If a PSP does not apply SCA, this would constitute a breach of Section 54 ZAG, which applies to PSPs either with or without a full banking licence. However, neither the provisions of ZAG nor the provisions of KWG provide for a specific penalty fee where a PSP does not apply SCA. This is surprising as the requirement of SCA for payment transactions is a key element of PSD2.
This does not mean that PSPs can refrain from applying SCA. PSPs must ensure they provide for appropriate corporate government measures, control mechanisms and procedures to ensure that the PSP fulfils its obligations (§ 27 (1) ZAG, § 25a (1) KWG). BaFin might consider that a PSP that does not apply SCA does not have appropriate procedures in place to ensure that it fulfils its obligations, and is therefore in breach of § 27 (1) ZAG or § 25a (1) KWG respectively. If BaFin finds that a PSP does not apply SCA and assesses that it therefore does not have appropriate measures in place to comply with applicable provisions, it may issue an administrative order against a PSP to apply SCA in the future. In the event of such a finding, however, BaFin is unlikely to immediately impose a penalty fee on the PSP, but would rather order that the PSP shall change its SCA measures.

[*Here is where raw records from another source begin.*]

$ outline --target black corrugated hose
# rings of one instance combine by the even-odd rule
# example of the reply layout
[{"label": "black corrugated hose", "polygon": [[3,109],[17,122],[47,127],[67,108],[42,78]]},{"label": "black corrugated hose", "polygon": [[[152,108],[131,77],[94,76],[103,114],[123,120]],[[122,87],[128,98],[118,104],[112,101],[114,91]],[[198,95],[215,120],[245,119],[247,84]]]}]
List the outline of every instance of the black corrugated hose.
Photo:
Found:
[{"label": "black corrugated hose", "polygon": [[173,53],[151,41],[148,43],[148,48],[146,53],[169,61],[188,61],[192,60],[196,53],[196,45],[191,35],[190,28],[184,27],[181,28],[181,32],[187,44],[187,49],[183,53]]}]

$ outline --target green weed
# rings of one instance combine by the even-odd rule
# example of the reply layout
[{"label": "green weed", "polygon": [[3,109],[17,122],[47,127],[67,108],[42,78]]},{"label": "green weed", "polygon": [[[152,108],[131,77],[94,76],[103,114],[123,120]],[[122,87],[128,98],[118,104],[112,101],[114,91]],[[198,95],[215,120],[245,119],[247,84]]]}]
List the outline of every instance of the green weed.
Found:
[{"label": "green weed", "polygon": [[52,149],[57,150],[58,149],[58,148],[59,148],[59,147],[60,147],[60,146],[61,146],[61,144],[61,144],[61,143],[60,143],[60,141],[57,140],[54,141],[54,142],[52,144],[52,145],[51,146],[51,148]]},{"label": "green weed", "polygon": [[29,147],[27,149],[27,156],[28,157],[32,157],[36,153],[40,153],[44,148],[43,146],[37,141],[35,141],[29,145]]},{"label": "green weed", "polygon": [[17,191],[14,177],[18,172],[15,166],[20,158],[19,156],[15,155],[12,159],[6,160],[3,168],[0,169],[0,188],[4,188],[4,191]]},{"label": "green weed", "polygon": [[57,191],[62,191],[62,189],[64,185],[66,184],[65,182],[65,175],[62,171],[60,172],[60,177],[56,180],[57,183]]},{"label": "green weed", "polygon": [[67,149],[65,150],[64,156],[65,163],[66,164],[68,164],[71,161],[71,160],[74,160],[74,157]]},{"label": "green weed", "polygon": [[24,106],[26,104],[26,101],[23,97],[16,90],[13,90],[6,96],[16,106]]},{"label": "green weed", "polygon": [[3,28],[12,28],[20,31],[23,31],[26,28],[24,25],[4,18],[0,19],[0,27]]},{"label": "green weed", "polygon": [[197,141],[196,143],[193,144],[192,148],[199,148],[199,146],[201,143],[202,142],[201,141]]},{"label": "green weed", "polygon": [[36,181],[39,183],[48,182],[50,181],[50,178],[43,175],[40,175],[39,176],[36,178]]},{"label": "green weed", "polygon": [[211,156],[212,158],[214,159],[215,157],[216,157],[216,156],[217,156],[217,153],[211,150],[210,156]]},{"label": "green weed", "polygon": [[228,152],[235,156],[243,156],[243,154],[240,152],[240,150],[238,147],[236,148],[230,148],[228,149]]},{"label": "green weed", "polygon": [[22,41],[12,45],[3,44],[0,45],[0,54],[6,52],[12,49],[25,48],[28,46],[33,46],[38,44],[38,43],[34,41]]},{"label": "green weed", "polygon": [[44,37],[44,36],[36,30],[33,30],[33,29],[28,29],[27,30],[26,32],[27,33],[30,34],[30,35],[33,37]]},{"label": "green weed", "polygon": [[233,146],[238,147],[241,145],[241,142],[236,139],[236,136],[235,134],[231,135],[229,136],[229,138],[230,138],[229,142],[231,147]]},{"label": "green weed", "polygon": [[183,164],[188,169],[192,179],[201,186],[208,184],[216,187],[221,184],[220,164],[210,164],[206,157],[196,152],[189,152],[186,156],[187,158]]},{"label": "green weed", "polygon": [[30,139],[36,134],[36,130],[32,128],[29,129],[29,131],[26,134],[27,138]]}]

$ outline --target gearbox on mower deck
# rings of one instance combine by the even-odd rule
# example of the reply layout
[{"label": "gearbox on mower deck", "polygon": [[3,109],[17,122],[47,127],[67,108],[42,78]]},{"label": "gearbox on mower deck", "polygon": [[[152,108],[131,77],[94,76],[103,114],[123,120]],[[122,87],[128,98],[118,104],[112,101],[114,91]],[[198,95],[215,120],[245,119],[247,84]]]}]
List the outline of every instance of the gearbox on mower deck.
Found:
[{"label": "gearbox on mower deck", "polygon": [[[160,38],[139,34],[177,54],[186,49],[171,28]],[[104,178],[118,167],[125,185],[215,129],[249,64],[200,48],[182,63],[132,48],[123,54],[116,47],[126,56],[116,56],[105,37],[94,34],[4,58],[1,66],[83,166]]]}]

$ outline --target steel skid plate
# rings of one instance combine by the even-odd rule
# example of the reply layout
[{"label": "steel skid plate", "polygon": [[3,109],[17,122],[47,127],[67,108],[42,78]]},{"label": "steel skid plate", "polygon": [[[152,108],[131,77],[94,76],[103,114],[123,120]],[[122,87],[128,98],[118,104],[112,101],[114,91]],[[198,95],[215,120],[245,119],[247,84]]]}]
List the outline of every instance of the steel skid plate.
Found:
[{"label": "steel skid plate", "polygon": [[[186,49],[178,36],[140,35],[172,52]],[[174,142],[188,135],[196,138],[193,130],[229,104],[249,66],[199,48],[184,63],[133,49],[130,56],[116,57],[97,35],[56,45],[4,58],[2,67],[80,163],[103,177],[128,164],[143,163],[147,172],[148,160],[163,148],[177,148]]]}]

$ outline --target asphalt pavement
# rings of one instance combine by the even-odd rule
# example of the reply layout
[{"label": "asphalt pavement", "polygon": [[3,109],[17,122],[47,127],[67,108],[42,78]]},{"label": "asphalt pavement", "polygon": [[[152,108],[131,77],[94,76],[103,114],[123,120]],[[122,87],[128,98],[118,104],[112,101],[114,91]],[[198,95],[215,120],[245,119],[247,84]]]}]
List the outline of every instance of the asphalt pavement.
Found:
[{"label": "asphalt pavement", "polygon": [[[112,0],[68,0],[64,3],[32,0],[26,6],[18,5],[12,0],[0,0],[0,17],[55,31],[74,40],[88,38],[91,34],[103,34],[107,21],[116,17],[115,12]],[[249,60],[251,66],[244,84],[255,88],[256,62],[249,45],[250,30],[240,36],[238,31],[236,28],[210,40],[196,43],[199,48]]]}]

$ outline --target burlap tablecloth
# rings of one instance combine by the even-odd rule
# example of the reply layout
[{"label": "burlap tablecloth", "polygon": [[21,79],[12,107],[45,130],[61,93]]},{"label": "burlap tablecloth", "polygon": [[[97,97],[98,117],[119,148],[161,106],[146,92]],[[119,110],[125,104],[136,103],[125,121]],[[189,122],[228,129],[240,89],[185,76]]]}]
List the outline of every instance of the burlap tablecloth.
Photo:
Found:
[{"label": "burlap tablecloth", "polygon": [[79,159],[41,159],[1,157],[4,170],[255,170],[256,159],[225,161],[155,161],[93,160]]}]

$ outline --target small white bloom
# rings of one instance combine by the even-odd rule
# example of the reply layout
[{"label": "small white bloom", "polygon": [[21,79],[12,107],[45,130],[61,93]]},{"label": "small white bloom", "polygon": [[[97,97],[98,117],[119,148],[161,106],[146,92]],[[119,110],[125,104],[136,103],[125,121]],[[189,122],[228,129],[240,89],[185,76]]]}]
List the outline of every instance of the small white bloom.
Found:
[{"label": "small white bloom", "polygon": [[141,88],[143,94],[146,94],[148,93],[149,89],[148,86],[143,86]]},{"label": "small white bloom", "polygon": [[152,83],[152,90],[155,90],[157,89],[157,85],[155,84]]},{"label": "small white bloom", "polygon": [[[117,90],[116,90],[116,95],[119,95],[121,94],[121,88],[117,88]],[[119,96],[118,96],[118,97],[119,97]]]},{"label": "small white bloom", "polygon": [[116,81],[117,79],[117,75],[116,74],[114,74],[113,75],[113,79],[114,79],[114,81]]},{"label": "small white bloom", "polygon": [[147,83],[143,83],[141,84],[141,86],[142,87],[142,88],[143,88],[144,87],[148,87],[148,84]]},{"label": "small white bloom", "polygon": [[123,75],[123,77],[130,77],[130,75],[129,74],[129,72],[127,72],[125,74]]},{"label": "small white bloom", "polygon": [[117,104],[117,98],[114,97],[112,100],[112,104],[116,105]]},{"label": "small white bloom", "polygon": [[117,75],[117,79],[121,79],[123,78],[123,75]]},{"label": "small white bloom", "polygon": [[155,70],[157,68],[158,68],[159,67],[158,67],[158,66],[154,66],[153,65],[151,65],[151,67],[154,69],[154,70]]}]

BaFin’s administrative orders generally have immediate effect (§ 9 ZAG, § 49 KWG). German law provides for BaFin to impose a penalty fee on a PSP if it breaches an effective administrative order. BaFin could therefore issue an administrative order and require a PSP to apply SCA. If the PSP does not subsequently apply SCA and comply with this administrative order, BaFin can impose a penalty fee on the PSP. For a PSP that does not have a full banking licence, the penalty fee can be up to EUR 100.000,00 (§ 64 (3) No. 5 ZAG); for a PSP that has a full banking licence, the penalty can be up to EUR 5.000.000.00 (§ 56 (2) Nr. 3 F KWG).
At this stage, it is unclear whether BaFin will take this approach as the rules on appropriate business organisational measures in ZAG and KWG do not specifically refer to the rules of SCA. However, if BaFin intends to impose penalty fees on PSPs, it is likely that it would base such penalty fees on a lack of appropriate business organisational measures. BaFin also has the ability to revoke the permission of a PSP that does not have a full banking licence, as one of the requirements of obtaining and keeping the permission to provide payment services is to have appropriate organisational systems and processes in place. If BaFin finds that a PSP does not have such measures in place, it may consider revoking the permission. However, this is likely to be an ultima ratio decision of BaFin.
If a PSP has a full banking permission, it does not need to apply for an additional permission for payment services (and such permission can in consequence not be revoked by BaFin). However, BaFin might also consider such PSP to have no appropriate business organizational measures in place, if it does not apply SCA and could (as ultima ratio) revoke of the banking permission of the PSP.